A national electronic health record is a vital part of an efficient and effective health service. It needs to be properly planned, resourced and implemented without delay.

Ireland trains enough doctors every year, but they are leaving for or remaining in other English-speaking countries because they are not being treated in an equitable manner here and their working conditions are much better abroad. Our highly trained specialists will remain in Australia, New Zealand, Canada and the US or they will practise outside the public hospital system in Ireland unless the Government ends the 2012 inequity and ensures our public hospitals' capacity deficits are remedied. These are the basic essentials that are required to ensure that our public hospitals recruit and retain the talent we need.
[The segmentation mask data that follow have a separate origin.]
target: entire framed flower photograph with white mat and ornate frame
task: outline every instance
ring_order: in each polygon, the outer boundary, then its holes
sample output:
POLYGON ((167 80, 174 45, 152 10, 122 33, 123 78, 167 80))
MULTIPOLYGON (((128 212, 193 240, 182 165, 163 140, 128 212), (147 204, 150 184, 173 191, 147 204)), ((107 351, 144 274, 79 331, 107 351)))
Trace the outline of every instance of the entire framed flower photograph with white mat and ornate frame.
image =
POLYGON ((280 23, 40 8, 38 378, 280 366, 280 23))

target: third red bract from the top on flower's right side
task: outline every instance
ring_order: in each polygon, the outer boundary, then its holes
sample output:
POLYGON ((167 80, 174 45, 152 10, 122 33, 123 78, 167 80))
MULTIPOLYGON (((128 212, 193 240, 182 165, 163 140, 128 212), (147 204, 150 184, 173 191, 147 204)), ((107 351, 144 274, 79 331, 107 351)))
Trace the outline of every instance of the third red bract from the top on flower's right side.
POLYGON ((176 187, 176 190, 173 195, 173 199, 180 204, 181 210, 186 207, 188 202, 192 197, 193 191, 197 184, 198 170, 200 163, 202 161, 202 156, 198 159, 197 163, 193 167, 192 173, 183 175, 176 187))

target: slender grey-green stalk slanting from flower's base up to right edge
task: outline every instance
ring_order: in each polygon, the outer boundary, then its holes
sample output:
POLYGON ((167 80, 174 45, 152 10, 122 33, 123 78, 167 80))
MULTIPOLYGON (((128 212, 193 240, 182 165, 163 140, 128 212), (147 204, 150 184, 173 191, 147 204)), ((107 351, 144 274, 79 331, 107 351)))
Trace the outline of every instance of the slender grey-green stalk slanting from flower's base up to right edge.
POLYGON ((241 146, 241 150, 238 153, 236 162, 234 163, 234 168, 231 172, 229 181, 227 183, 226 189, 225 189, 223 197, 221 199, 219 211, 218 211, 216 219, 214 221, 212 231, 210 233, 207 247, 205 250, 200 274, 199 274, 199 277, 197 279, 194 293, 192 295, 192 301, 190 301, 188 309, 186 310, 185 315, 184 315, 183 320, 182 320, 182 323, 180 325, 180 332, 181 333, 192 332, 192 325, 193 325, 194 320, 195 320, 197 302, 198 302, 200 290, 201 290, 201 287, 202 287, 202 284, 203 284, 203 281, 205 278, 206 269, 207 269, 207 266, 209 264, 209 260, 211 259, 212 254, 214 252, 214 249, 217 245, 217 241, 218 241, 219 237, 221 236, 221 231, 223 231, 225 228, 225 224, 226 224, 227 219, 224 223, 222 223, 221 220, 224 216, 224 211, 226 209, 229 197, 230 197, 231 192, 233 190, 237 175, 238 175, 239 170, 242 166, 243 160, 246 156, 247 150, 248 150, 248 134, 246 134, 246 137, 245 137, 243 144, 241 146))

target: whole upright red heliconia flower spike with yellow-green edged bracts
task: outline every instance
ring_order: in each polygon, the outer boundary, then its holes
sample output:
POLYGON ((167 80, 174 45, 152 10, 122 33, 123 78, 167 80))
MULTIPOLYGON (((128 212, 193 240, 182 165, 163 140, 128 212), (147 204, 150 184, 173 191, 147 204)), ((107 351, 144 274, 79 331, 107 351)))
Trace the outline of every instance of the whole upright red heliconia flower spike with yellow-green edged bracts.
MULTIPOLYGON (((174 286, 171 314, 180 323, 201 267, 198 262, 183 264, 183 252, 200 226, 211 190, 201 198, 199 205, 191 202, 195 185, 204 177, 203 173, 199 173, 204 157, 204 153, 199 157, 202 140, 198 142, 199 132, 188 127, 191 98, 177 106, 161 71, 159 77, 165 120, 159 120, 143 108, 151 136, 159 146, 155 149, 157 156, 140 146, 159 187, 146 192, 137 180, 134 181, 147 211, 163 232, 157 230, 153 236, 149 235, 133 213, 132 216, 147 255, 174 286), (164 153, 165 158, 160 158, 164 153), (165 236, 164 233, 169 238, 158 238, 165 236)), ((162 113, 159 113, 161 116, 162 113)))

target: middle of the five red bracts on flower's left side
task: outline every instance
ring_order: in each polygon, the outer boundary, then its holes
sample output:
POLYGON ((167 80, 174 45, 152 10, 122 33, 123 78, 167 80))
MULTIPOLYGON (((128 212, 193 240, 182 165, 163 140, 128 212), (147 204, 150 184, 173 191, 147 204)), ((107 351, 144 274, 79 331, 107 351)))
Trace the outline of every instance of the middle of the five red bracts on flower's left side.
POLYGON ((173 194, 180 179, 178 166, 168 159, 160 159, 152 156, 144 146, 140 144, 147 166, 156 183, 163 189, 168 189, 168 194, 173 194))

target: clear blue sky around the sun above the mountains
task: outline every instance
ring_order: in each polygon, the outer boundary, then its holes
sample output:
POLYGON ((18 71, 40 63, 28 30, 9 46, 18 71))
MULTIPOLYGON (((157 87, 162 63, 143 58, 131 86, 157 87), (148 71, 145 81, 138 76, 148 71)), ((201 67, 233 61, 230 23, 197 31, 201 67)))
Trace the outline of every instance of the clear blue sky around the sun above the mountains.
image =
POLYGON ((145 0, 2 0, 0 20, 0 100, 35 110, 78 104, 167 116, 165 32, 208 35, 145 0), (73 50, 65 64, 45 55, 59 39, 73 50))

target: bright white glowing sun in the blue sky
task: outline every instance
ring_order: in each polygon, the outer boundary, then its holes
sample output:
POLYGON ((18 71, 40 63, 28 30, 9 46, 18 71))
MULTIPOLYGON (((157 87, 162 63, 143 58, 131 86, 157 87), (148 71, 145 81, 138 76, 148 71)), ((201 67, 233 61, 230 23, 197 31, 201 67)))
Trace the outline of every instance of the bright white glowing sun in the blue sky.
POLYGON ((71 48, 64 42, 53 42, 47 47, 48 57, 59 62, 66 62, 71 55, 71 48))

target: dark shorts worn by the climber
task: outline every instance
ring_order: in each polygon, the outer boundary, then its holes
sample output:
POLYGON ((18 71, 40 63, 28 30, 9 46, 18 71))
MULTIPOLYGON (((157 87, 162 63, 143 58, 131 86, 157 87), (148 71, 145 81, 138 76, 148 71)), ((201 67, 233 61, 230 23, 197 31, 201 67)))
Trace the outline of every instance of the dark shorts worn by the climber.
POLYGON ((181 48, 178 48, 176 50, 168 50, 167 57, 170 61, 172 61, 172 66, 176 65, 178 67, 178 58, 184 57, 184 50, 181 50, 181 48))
This is vital if the country wants an effective public hospital service, particularly as medical and surgical care are evolving at pace. We need an environment that supports hospital consultants who provide the essential care to treat patients successfully. We also need an environment where there is demonstrable equity of treatment for consultants who have taken up contracts since 2012 as was unambiguously committed to by the Minister, Deputy Stephen Donnelly, last October. The Government's failure to address the recruitment crisis and restore pay parity is driving our highly trained specialists abroad and exacerbates the extremely challenging task post Covid with the significant backlogs and waiting lists across all specialties, including cancer.

In conclusion, our ability to respond to the backlog of care that has built up involves many factors, with recruitment of consultants and physical capacity being the principal two. Without addressing these twin deficits, the structural mismatch between capacity and demand will continue to increase waiting times rather than decrease them. We are, like Tennyson, climbing the ever climbing wave. The solution is obvious: we simply must appoint additional consultants on terms to be agreed with the association. This action now will prevent the current crisis from continuing for the rest of the decade and beyond.